I am not going to spell these out exactly, because they worked for our individual physiologies...remember, George was an amazing Masters Swimmer, and became a full Ironman Triathlete in 6 months on a bet....I was one of the faster racing cyclists at cat 3 level in Florida. We had very high VO 2 max levels, and the profiles George had created, were customized to him--and me...Bill was not quite as cardio extreme as we were, but still had a very high natural vo2 max, and did far more cardio than the tech divers of the day....so these worked for us.....There would have been every expectation, that they would have injured an relatively sedentary tech diver, maybe severely.... This was "boundary stuff", which became essential to the theories used by Jarrod in the evolution of the larger and larger pushes by an elite exploration team...each with high VO2 max scores.
The entire ascent proceedures for GUE have changed/evolved quite a bit from WKPP practices back in the 90's, but George was like a test pilot for new theories of deco shapes , and his knowledge and the data sets he helped to provide, certainly figured in to the extreme duration schedules of JJ and the other exploration team members today....
I do not believe that in 1999, to 2002, there were "standardized" gas volumes and mixes that were enforced for 280 foot tech dives in ocean.

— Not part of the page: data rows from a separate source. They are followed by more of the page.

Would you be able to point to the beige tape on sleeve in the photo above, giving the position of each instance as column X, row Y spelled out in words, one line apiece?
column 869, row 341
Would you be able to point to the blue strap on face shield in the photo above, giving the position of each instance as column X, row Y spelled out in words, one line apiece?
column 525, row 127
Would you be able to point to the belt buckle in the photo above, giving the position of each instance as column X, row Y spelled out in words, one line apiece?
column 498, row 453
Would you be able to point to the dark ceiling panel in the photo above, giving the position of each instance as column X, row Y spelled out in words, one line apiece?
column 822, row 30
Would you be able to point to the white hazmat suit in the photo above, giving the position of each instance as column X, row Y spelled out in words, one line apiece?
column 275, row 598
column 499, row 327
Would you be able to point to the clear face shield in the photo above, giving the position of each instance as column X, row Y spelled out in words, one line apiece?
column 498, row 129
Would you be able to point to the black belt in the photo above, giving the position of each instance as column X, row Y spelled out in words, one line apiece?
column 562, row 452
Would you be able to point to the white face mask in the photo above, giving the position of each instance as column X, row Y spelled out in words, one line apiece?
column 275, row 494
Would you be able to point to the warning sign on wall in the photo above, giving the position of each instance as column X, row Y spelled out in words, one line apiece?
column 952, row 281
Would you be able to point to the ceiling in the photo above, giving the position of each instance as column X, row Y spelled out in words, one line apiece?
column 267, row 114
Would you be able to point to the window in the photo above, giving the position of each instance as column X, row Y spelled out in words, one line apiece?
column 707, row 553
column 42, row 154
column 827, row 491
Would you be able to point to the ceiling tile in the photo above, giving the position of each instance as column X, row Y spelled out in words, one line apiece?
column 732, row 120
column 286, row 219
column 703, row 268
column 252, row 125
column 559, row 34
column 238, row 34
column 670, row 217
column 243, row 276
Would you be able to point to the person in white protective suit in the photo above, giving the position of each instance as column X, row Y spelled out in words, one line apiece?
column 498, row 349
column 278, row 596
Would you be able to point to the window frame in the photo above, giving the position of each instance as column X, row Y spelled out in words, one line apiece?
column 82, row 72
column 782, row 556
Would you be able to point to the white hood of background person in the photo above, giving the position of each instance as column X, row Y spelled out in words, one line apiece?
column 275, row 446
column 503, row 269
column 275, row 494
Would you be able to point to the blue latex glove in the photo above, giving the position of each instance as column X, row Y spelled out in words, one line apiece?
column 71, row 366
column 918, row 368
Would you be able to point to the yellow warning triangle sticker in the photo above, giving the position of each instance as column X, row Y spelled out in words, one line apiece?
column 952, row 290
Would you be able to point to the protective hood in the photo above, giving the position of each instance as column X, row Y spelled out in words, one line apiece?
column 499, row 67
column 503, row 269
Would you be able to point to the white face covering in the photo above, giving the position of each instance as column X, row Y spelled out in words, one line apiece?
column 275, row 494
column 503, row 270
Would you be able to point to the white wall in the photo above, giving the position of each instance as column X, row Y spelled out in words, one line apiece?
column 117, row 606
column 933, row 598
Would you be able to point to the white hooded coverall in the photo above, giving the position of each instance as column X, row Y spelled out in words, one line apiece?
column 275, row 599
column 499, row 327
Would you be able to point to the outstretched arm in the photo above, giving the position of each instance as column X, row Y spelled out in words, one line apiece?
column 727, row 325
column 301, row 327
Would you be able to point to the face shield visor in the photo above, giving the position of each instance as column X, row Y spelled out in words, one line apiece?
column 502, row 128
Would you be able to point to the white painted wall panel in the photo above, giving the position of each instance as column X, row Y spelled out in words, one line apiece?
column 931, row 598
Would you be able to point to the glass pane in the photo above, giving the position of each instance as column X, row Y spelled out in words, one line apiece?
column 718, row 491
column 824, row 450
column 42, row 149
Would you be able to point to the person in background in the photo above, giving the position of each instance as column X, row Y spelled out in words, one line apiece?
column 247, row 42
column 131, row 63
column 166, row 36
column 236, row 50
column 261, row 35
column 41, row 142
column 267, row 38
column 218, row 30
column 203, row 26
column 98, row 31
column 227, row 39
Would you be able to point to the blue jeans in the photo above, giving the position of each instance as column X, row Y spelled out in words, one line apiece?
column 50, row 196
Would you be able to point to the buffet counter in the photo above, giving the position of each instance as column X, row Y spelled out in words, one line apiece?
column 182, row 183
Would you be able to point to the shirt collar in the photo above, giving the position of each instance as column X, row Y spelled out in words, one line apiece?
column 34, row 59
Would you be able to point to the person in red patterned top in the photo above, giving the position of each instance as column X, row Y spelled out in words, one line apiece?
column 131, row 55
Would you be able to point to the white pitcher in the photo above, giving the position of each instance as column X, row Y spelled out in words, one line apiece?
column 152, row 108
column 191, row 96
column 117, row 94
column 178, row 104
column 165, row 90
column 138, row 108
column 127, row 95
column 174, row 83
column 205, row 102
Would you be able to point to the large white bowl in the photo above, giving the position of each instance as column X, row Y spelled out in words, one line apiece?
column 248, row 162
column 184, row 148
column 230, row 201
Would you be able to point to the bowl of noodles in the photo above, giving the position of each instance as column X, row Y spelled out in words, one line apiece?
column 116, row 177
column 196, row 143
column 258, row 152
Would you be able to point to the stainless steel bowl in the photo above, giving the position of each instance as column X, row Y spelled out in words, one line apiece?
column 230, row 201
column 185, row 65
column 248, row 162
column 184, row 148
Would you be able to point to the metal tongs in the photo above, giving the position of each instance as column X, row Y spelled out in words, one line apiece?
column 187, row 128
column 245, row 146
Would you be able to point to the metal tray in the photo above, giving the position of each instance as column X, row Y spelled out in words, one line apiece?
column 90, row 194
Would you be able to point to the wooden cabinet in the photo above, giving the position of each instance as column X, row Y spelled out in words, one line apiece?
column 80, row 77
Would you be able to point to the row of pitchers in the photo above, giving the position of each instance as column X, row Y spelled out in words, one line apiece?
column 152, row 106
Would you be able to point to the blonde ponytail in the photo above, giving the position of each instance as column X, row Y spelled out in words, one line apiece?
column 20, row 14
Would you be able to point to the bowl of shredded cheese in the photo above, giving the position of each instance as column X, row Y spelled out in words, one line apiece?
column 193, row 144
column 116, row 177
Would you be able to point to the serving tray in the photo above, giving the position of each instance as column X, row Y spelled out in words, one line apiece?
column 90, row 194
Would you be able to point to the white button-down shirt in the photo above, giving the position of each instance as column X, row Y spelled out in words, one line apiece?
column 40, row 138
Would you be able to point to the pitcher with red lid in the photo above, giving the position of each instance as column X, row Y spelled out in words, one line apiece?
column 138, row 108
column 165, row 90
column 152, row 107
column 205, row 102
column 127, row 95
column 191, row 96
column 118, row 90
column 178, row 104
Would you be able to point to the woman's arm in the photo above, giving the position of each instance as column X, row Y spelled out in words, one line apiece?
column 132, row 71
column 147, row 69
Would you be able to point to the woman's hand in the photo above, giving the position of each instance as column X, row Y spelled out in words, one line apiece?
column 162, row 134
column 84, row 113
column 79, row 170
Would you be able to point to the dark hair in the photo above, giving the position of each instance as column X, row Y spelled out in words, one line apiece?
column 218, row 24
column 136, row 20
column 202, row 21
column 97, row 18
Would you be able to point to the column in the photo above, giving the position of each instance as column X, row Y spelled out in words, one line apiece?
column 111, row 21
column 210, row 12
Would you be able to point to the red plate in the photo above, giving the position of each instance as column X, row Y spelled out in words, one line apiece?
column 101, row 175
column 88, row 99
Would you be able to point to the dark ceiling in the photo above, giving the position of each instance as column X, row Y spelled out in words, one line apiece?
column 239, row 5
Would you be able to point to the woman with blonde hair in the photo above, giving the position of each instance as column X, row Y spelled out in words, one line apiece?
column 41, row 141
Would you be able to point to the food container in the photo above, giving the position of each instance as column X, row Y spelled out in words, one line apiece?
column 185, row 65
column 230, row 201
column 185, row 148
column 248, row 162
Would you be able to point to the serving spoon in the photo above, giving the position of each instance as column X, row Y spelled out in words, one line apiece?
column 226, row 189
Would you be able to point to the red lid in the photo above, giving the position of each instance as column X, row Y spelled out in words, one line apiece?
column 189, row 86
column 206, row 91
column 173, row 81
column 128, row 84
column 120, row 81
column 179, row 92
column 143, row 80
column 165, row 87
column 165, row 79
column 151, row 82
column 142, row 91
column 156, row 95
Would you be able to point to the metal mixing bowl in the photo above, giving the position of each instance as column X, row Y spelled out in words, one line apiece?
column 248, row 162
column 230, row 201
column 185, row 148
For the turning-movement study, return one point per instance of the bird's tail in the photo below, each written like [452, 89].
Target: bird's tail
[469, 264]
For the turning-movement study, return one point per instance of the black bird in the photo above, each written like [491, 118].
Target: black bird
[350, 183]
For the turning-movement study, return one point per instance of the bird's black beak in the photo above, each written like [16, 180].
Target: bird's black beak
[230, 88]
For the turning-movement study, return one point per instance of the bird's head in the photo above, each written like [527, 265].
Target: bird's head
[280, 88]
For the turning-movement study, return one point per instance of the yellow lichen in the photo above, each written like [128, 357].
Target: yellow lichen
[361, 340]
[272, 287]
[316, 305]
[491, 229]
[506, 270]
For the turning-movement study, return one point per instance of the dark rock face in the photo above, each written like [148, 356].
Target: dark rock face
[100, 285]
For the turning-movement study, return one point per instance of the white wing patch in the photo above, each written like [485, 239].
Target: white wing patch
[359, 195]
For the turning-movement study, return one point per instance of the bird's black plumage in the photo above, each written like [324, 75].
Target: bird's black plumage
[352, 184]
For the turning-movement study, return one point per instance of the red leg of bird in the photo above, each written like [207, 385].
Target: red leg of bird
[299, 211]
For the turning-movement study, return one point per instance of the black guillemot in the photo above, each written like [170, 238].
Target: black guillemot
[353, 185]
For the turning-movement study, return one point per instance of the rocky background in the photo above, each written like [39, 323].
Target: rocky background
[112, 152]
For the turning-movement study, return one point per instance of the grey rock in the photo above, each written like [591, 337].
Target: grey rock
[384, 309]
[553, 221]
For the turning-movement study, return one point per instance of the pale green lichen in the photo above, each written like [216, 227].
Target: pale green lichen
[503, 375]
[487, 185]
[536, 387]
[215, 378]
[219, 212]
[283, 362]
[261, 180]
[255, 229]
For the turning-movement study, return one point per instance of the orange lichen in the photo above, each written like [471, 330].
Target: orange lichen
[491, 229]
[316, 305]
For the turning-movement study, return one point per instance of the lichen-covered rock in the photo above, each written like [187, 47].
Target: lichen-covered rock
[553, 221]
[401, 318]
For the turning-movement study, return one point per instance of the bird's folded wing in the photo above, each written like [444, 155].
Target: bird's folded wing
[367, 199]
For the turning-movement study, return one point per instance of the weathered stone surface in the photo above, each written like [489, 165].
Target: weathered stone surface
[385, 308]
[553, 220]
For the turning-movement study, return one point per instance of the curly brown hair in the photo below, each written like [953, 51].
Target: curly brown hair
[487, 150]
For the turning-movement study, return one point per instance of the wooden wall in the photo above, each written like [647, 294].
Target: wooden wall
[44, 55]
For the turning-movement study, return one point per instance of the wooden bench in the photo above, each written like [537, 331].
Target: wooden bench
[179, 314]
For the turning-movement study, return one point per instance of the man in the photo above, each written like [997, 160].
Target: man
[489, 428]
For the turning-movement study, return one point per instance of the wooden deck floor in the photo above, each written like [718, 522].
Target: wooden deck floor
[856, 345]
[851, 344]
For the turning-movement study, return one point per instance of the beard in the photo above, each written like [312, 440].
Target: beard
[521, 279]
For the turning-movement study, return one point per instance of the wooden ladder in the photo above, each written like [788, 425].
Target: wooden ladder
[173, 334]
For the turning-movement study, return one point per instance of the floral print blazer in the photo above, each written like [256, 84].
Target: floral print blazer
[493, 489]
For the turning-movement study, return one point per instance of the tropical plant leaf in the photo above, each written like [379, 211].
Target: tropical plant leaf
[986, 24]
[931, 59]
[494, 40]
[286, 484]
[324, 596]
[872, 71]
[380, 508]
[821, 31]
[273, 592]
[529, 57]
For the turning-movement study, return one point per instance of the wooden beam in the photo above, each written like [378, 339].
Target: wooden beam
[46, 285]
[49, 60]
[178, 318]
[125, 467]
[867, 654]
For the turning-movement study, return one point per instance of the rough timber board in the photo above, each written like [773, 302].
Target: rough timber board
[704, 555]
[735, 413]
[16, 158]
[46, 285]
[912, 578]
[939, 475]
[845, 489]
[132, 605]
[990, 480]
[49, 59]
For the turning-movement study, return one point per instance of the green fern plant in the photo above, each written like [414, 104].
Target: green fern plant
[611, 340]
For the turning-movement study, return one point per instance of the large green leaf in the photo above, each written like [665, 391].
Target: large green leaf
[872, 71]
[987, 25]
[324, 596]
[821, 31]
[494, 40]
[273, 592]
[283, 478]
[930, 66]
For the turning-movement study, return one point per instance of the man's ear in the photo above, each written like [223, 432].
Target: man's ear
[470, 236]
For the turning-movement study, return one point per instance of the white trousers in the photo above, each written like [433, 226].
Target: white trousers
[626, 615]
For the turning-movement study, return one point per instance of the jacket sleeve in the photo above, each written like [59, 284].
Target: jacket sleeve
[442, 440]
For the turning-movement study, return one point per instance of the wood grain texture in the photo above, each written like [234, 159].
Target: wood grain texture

Someone in this thread brought up the 1999 extended range information, which is why I decided to add this.
The
DIR ideas were clear back then.....as a team, we never had an incident we could not easily handle, and this was with hundreds of dives, in some conditions that most tech divers would consider very severe ( 5 mph+ currents, etc)....Today there are ALSO
GUE ideas, and they are NOT aimed at George or me or Bill...they are not aimed at "
test pilots" ...the GUE ideas are a compendium of DIR ideas, that were made more conservative by JJ and his inner group,, to be uselful to a much broader range of individuals, and more typical dive environments, I think with more emphaisis on cave environments.
George and Bill and I love most of the GUE evolutions, but we do not use as much gas as GUE standards, on dives we have done many hundreds of times, where we know the greatest challenges will be staying "low drag" in huge currents. I also think we do not stay down as long as many GUE divers would, on a 280 foot wreck in the high currents--Even if we had the gas they had, and could stay down 35 minutes, we would never do this, for the reasons I mentioned earlier.
Last I checked, this was a DIR forum, not a GUE forum..even though most things GUE and DIR mesh nicely, it is not a 100% fitting. Then again, there are only a handful of us that were DIR in the late 90's, and we are barely a spec, in relation to the huge phenomenon, which is now called GUE.